En ce début d’année 2026, une désinformation vieille de plus de 2 ans a refait surface dans l’espace numérique congolais. Nourrie par plusieurs mois, cette désinformation affirme qu’après des propos attribués au président rwandais Paul Kagame sur les frontières héritées de la colonisation, le Roi Philippe de Belgique serait « sorti de son silence » pour lui répondre. Selon ce message, le souverain belge aurait déclaré que le Rwanda n’existait pas avant 1880 et que son territoire serait une terre congolaise. Une vérification des faits montre que ces propos sont faux.
Sur Facebook, des dizaines de canaux ont pourtant relayé ce contenu avec une forte dose de viralité (ici, ici, …). « Kagame doit savoir que le Rwanda n’existait pas avant 1880 mais l’empire Kongo actuel Congo RDC. Oui, le Rwanda est une terre Congolaise », aurait ainsi déclare le Roi des Belges. Pour vérifier l’authenticité de ces propos, Congo Check a monitoré les comptes officiels du palais royal Belgique sur les réseaux sociaux sans trouver de trace allant dans le sens de réagir à la récente déclaration du président Kagame. Toutefois, les messages adressés au Palais royal pour un commentaire n’ont pas abouti pour le moment. Cependant, Congo Check a constaté que toutes les interventions publiques du Roi des Belges sont toujours consignées, publiées et reprises sur le compte X de la Belgian Royal Palace.
En 2023, cette même désinformation avait également circulé dans un tout autre contexte et avait déjà fait l’objet d’une vérification de nos équipes qui ont découvert que les phrases évoquant une prétendue appartenance du Rwanda au Congo ou niant l’existence historique du Rwanda ne figurent dans aucun discours officiel du Roi.

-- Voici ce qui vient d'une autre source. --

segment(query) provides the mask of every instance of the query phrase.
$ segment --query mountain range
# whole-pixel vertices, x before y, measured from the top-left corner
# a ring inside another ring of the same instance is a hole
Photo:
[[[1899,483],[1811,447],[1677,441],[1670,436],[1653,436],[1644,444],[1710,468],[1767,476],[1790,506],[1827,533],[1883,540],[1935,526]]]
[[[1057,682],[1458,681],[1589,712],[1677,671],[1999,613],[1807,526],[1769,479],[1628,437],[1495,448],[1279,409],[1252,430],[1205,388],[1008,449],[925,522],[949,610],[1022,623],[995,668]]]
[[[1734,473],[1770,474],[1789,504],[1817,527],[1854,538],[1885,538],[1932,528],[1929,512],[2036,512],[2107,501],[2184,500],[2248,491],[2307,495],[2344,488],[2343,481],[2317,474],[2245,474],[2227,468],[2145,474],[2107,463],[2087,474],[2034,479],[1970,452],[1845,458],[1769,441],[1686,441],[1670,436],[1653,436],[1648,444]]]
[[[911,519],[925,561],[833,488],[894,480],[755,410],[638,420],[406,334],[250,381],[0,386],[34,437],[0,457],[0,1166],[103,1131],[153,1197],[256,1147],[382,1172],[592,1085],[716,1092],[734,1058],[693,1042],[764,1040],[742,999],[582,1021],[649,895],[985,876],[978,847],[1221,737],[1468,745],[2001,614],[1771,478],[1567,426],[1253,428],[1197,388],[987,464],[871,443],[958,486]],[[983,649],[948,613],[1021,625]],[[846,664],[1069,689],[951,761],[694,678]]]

Une recherche Google a également permis d’attester que les déclarations authentifiées du Roi Philippe concernant l’Afrique portent essentiellement sur la République démocratique du Congo. À plusieurs reprises, notamment lors de visites officielles, il a exprimé de profonds regrets pour les violences, les humiliations et les injustices commises durant la période coloniale belge (voir ici, ici et ici). Ces propos s’inscrivent dans une démarche de reconnaissance historique, sans jamais évoquer de revendications territoriales ni de jugement sur l’existence ou la légitimité d’un État africain contemporain.
Dans son ouvrage « Le génocide des Tutsi du Rwanda », l’historien français Florent Piton, chercheur au Centre d’études en sciences sociales sur les mondes africains, américains et asiatiques (CESSMA), a présenté le Rwanda comme « l’un des principaux royaumes d’Afrique des Grands Lacs ». Selon les conclusions de ses recherches, cette dynastie remonte au XIVe siècle, voire au Xe. «Mais sa création daterait plutôt de la seconde moitié du XVIIe lorsqu’un puissant chef lignager et possesseur de bétail, Ruganzu Ndori, serait parvenu à se constituer un domaine et à imposer son autorité à d’autres chefs locaux grâce à la redistribution de vaches dans le cadre d’une nouvelle relation de clientèle, l’ubuhake. Les terres de Ndori se seraient alors étendues de part et d’autre de la rivière Nyabarongo, autour de la région historique du Nduga qui allait devenir le cœur géographique et symbolique de la royauté. À force de conquêtes et de razzias, lui et ses successeurs auraient repoussé peu à peu les frontières de leur territoire [Newbury, 2001 ; Vansina, 2001]. À la fin du xixe siècle, les frontières du royaume rwandais avaient sensiblement avancé », écrit-il dans son livre. Une thèse qui contredit également les propos faussement attribués au Monarch belge.
Sur Internet, la fausse attribution » apparaît souvent dans des contextes de tensions régionales. L’utilisation du nom d’une figure d’autorité internationale vise à renforcer artificiellement la crédibilité d’un message et à influencer l’opinion publique.